Sekiranya bagi mereka yang mengklaim pewaris para Nabi memahami konteks
sejarah dalam hal yang berkaitan dengan sahabat. Al-‘ulama u waratsatul
anbiya seharusnya menjadi sahabat bagi ummatnya. Orang-orang yang sudah
memilih jalan para kiai, ustadh, dosen, guru, teungku atau posisi para pelaku
kelimuan, baik ilmu yang menyangkut dengan agama maupun ilmu pengetahuan umum tidak
menjadikan orang yang sedang mengikuti proses belajar dengannya sebagai murid,
melainkan lebih dari itu menjadikan
sebagai sahabatnya.

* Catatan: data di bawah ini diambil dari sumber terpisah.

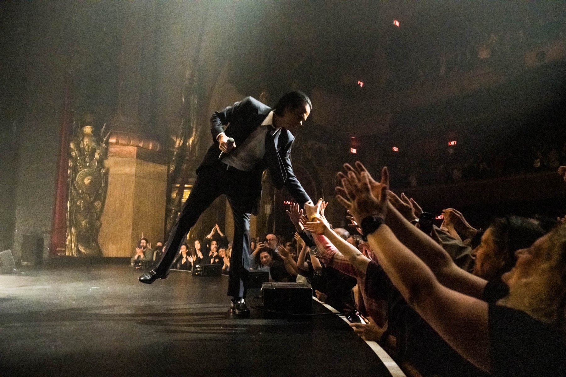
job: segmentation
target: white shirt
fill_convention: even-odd
[[[223,157],[222,162],[238,170],[253,171],[256,164],[263,159],[265,154],[265,136],[270,129],[268,126],[273,125],[273,112],[269,111],[260,126],[244,140],[241,145],[237,145],[232,151]],[[281,127],[277,128],[275,133],[280,129]],[[218,134],[218,137],[220,137],[222,133]]]

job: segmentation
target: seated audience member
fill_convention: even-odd
[[[203,253],[201,251],[200,241],[198,240],[195,240],[195,242],[193,243],[192,250],[191,250],[191,255],[192,257],[192,264],[195,266],[208,264],[208,261],[204,255],[203,255]]]
[[[458,268],[388,205],[386,168],[377,182],[356,166],[345,164],[349,175],[339,174],[337,199],[361,225],[393,284],[436,332],[484,372],[564,375],[566,225],[517,250],[498,285]]]
[[[566,166],[560,166],[558,168],[558,174],[560,175],[560,176],[566,182]]]
[[[272,233],[267,235],[265,236],[265,239],[264,240],[263,245],[277,253],[277,236]]]
[[[215,234],[217,235],[217,237],[214,237]],[[213,243],[215,243],[216,245],[215,252],[212,252]],[[204,237],[204,240],[203,241],[203,244],[204,246],[204,250],[203,252],[203,254],[206,255],[208,253],[211,258],[213,257],[212,254],[215,254],[216,255],[215,255],[214,257],[216,257],[218,254],[218,249],[221,246],[225,249],[228,248],[228,239],[220,231],[220,228],[218,226],[218,224],[216,224],[212,228],[211,232]],[[211,263],[212,262],[211,262]]]
[[[152,261],[159,261],[161,259],[161,254],[163,253],[163,242],[158,241],[155,244],[155,249],[153,250],[153,257]]]
[[[327,204],[327,202],[323,202],[321,199],[319,200],[316,205],[316,213],[324,215],[324,209]],[[304,232],[304,227],[301,224],[301,218],[303,219],[303,222],[305,222],[306,218],[303,215],[302,210],[299,208],[298,205],[296,203],[291,204],[289,207],[289,210],[287,211],[287,214],[289,215],[298,233],[301,235],[301,237],[305,237],[304,239],[305,242],[307,242],[307,240],[308,242],[312,242],[312,237],[310,236],[307,237]],[[345,229],[336,228],[334,230],[344,240],[350,237],[350,233]],[[313,293],[316,297],[338,311],[343,312],[346,308],[355,307],[355,302],[352,288],[357,284],[355,279],[335,268],[325,266],[324,264],[321,264],[316,260],[317,258],[313,259],[312,255],[311,259],[312,259],[312,264],[309,265],[307,263],[307,265],[312,268],[310,271],[311,282],[313,287]],[[318,267],[317,265],[320,267]],[[318,289],[315,287],[320,287],[323,290]]]
[[[136,248],[134,256],[130,259],[130,264],[134,266],[134,262],[136,261],[153,261],[153,253],[151,250],[151,244],[148,244],[149,241],[147,238],[143,238],[140,240]]]
[[[271,248],[263,246],[254,252],[250,259],[250,267],[251,270],[268,272],[270,281],[288,281],[285,262]]]
[[[358,249],[347,241],[352,239],[358,246],[366,246],[358,243],[362,240],[359,236],[344,240],[331,228],[326,219],[318,216],[315,219],[316,222],[307,223],[304,226],[307,231],[317,235],[314,239],[318,247],[318,256],[325,266],[355,278],[358,290],[358,310],[363,315],[371,317],[379,326],[383,326],[387,320],[385,292],[388,291],[384,284],[387,282],[379,263],[373,260],[373,253],[367,247]],[[366,279],[366,277],[370,278]]]
[[[192,257],[188,253],[188,245],[187,244],[181,245],[176,263],[177,270],[191,271],[192,269]]]
[[[228,275],[230,272],[230,256],[228,255],[228,252],[225,249],[220,249],[218,250],[218,255],[222,262],[222,273]]]

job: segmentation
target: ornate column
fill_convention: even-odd
[[[157,7],[122,2],[118,98],[108,140],[108,191],[98,242],[105,257],[131,257],[142,234],[164,233],[168,158],[150,132]]]

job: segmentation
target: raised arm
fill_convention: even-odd
[[[336,252],[334,253],[337,252],[340,254],[344,255],[356,271],[353,271],[351,268],[345,268],[346,271],[342,271],[344,268],[340,268],[338,266],[333,267],[354,277],[357,276],[359,273],[365,274],[367,265],[370,264],[370,258],[362,254],[357,248],[355,248],[337,235],[330,228],[330,224],[323,218],[318,216],[314,220],[314,222],[305,224],[305,228],[311,233],[317,235],[315,236],[314,239],[319,249],[321,251],[324,250],[325,252],[328,252],[329,248],[333,246],[336,248]],[[334,253],[331,253],[331,255]],[[324,256],[326,253],[321,254]]]
[[[232,106],[212,114],[211,117],[211,132],[214,141],[218,141],[218,136],[224,133],[224,127],[234,119],[237,119],[250,101],[250,97],[247,97]]]
[[[337,199],[351,212],[362,229],[364,219],[372,216],[383,219],[389,209],[386,168],[382,175],[378,197],[372,194],[371,176],[367,171],[357,176],[349,172],[348,176],[342,179],[343,187],[338,190]],[[442,285],[430,268],[402,244],[385,224],[372,229],[366,235],[368,242],[405,300],[460,354],[483,371],[490,372],[487,304]]]
[[[287,174],[285,186],[297,203],[301,205],[305,205],[305,203],[312,203],[312,202],[306,192],[305,191],[301,182],[295,176],[295,173],[293,171],[293,165],[291,164],[291,147],[293,145],[293,136],[291,136],[289,144],[285,147],[285,154],[281,156],[283,166],[285,172]]]
[[[308,265],[305,262],[305,259],[307,255],[307,250],[308,249],[308,246],[303,239],[301,238],[301,236],[299,235],[298,233],[295,232],[295,239],[297,240],[297,245],[300,245],[301,252],[299,253],[299,255],[297,258],[297,267],[299,270],[299,272],[301,271],[308,272]]]
[[[376,194],[379,195],[380,190],[384,185],[383,183],[377,182],[371,178],[369,173],[361,163],[356,163],[358,170],[354,170],[349,164],[346,164],[344,166],[348,171],[349,177],[350,175],[353,175],[355,177],[359,177],[361,173],[367,175],[372,194],[374,197]],[[338,177],[342,180],[347,179],[342,173],[338,173]],[[344,190],[338,188],[337,192],[342,193]],[[458,267],[440,245],[413,226],[388,200],[386,201],[385,205],[387,206],[385,224],[393,230],[399,241],[424,262],[443,285],[465,294],[481,298],[487,283],[486,280]]]
[[[279,250],[279,255],[283,258],[285,262],[285,269],[291,275],[298,275],[299,271],[297,266],[297,262],[289,252],[289,250],[285,246],[280,246],[277,248]]]

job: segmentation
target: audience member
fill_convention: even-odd
[[[288,281],[285,262],[275,256],[271,248],[264,246],[254,250],[250,258],[250,265],[251,270],[268,272],[270,281]]]
[[[177,270],[191,271],[192,269],[192,256],[188,253],[188,245],[183,244],[179,249],[179,255],[177,260],[173,262],[177,264]]]
[[[136,261],[153,261],[153,253],[151,250],[151,244],[149,243],[149,240],[147,238],[142,238],[140,240],[138,246],[136,247],[134,256],[130,259],[130,264],[134,265],[134,262]]]
[[[346,167],[337,200],[361,224],[395,286],[443,339],[495,375],[563,375],[566,226],[518,250],[514,268],[498,285],[454,266],[438,244],[398,215],[388,205],[387,168],[377,182],[361,163],[357,171]]]

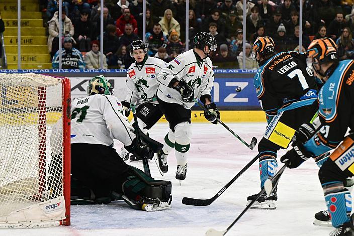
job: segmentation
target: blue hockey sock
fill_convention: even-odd
[[[332,182],[322,184],[324,198],[328,212],[331,214],[332,225],[337,228],[350,221],[351,211],[351,196],[344,188],[341,182]]]
[[[259,158],[259,174],[260,175],[260,188],[263,188],[264,182],[272,179],[277,172],[278,162],[274,156],[264,155]]]

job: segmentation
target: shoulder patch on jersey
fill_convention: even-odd
[[[130,71],[129,73],[128,73],[128,75],[129,75],[130,78],[131,78],[132,77],[135,75],[135,71],[134,71],[134,70],[133,70],[131,71]]]
[[[181,61],[180,61],[180,60],[179,60],[179,59],[178,59],[177,58],[175,58],[174,60],[173,60],[173,61],[174,61],[174,62],[175,62],[175,63],[176,63],[177,65],[179,65],[179,64],[181,64]]]
[[[146,67],[145,68],[146,74],[155,74],[155,68],[153,67]]]

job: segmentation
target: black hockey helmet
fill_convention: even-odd
[[[146,45],[145,43],[144,43],[144,42],[143,42],[142,40],[140,40],[140,39],[133,41],[132,42],[132,43],[130,44],[130,46],[129,47],[129,53],[130,53],[131,57],[133,57],[134,56],[133,55],[133,51],[136,49],[142,49],[145,53],[147,51]]]
[[[209,53],[205,53],[204,48],[208,46],[210,51],[216,51],[216,40],[215,37],[207,32],[199,32],[194,36],[193,40],[194,47],[202,50],[205,55],[208,55]]]
[[[312,70],[316,71],[318,75],[325,77],[330,75],[339,62],[337,54],[337,45],[330,38],[323,38],[314,40],[310,44],[307,48],[307,66]],[[326,62],[333,62],[334,63],[324,73],[320,72],[321,69],[316,70],[314,65],[318,64],[321,68],[321,65]]]
[[[94,94],[112,95],[113,87],[111,83],[103,75],[96,76],[91,79],[87,86],[87,95]]]
[[[252,55],[253,59],[256,61],[257,53],[262,57],[265,57],[269,54],[275,53],[274,49],[274,41],[269,36],[258,37],[253,43]]]

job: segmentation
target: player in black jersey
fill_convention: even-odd
[[[254,84],[268,125],[258,145],[260,187],[276,173],[277,152],[286,149],[295,130],[316,115],[318,88],[311,70],[306,65],[307,54],[294,51],[276,54],[270,37],[257,38],[253,59],[260,68]],[[257,194],[247,198],[249,204]],[[269,196],[261,195],[251,208],[275,209],[277,189]]]

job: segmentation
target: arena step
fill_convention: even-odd
[[[4,20],[5,28],[17,27],[17,19]],[[42,19],[21,19],[21,27],[43,27]]]
[[[4,32],[5,36],[17,35],[17,27],[7,27]],[[44,27],[33,27],[31,28],[21,28],[21,36],[44,36],[45,35]]]
[[[17,69],[17,63],[8,63],[8,69],[12,70]],[[23,70],[28,69],[52,69],[51,63],[21,63],[21,69]]]
[[[17,53],[17,45],[5,45],[6,53]],[[21,54],[33,53],[33,52],[46,52],[48,46],[45,45],[21,45]]]
[[[5,36],[4,37],[5,45],[17,45],[17,36]],[[22,45],[47,45],[46,36],[24,36],[21,37]]]
[[[17,54],[6,53],[8,58],[8,64],[17,63]],[[22,54],[21,62],[23,63],[41,63],[50,62],[50,55],[49,54]]]
[[[2,1],[3,2],[3,1]],[[21,11],[24,12],[38,12],[39,11],[39,5],[31,3],[23,3],[21,1]],[[6,0],[5,3],[2,3],[0,5],[0,11],[2,12],[17,12],[17,3],[10,2]]]
[[[1,17],[3,19],[17,18],[17,12],[2,12]],[[21,19],[41,19],[42,13],[40,12],[21,12]]]

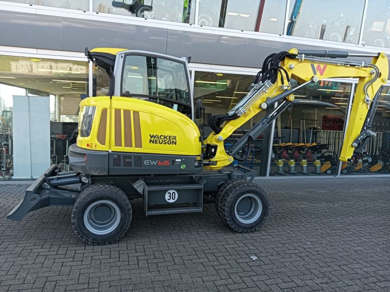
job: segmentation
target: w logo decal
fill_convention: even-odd
[[[317,64],[317,66],[314,67],[314,64],[311,64],[310,65],[312,65],[312,70],[313,71],[313,74],[314,75],[317,75],[317,72],[318,72],[321,76],[322,76],[324,74],[327,66],[326,65],[324,65],[322,67],[321,67],[321,65],[319,64]]]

Bukan malah menjadikan sahabat itu sebagai muridnya.
Historical facts Nabi Muhammad صَلَّى اللهُ عَلَيْهِ وَسَلَّمَ adalah seorang
pemimpin, baik pemimpin keluarga, pemimpin pemerintahan negara, maupun pemimpin
perang sebagai panglima. Dalam menjalankan roda pemerintahan sebagai kepala
negara Nabi Muhammad صَلَّى
اللهُ عَلَيْهِ وَسَلَّمَ tidak pernah mempunyai anak buah apalagi menjadikan mereka sebagai anak
buahnya, namun semua yang terlibat dalam proses pelaksanaan ketatanegaraan dan
sebagai pemangku keagamaan dalam menyebarkan ajaran Islam Nabi Muhammad صَلَّى اللهُ عَلَيْهِ وَسَلَّمَ tetap memposisikan mereka adalah sahabat bukan anak buah, bukan pesuruh, dan
bukan budak.
Seyogianya yang hari ini mengakui sebagai pewaris para Nabi sudah
semestinya menjadikan semua yang ada di alam ini sebagai sahabat bukan pesuruh,
atau murid apalagi menganggap sebagai
buruh dan budak. siapapun anda dimanapun posisinya bersahabatlah kepada sesama
lalu kita saling menjaga dan saling mengisi kekurangan masing-masing, bukan
malah menjadikannya buruh atau budak sehingga engkau menjajah hak-hak mereka
atas dirimu. Jika prilaku arogansi yang muncul dalam diri seseorang akan menjadikan
orang yang dibawahnya sebagai pribadi yang rendah. Maka ketimpangan sosial akan
meng eksistensi survival dan berkelanjutan.
Siapapun kamu, apapun posisimu, sebesar apapu pengaruhmu, setinggi apa
kedudukanmu dalam struktur sosial, sebanyak apa harta kekayaan yang engkau
miliki, Mari bersahabat, karena persahabatan itulah yang dibangun oleh Nabi
Muhammad صَلَّى اللهُ
عَلَيْهِ وَسَلَّمَ dalam memperjuangkan Islam dan memorjusuwarkannya diseluruh sentro dunia. Sebagaimana
misi persahabatan yang dibangun oleh Nabi diterjemahkan dalam bentuk ungkapa hadeh
maja masyarakat Aceh dengan ungkapan, “lam mekat tamesare, lam megle
tamebila, lam gampong tametulong alang, lam meblang tamesyedara”. (dalam
perdangangan kita bergerak bersama, ketika dihutan kita saling membela, dalam
komunitas kita saling membangun sifat gotong royong saling membantu, sementara
dalam urusan persawahan (bertani) kita bersaudara).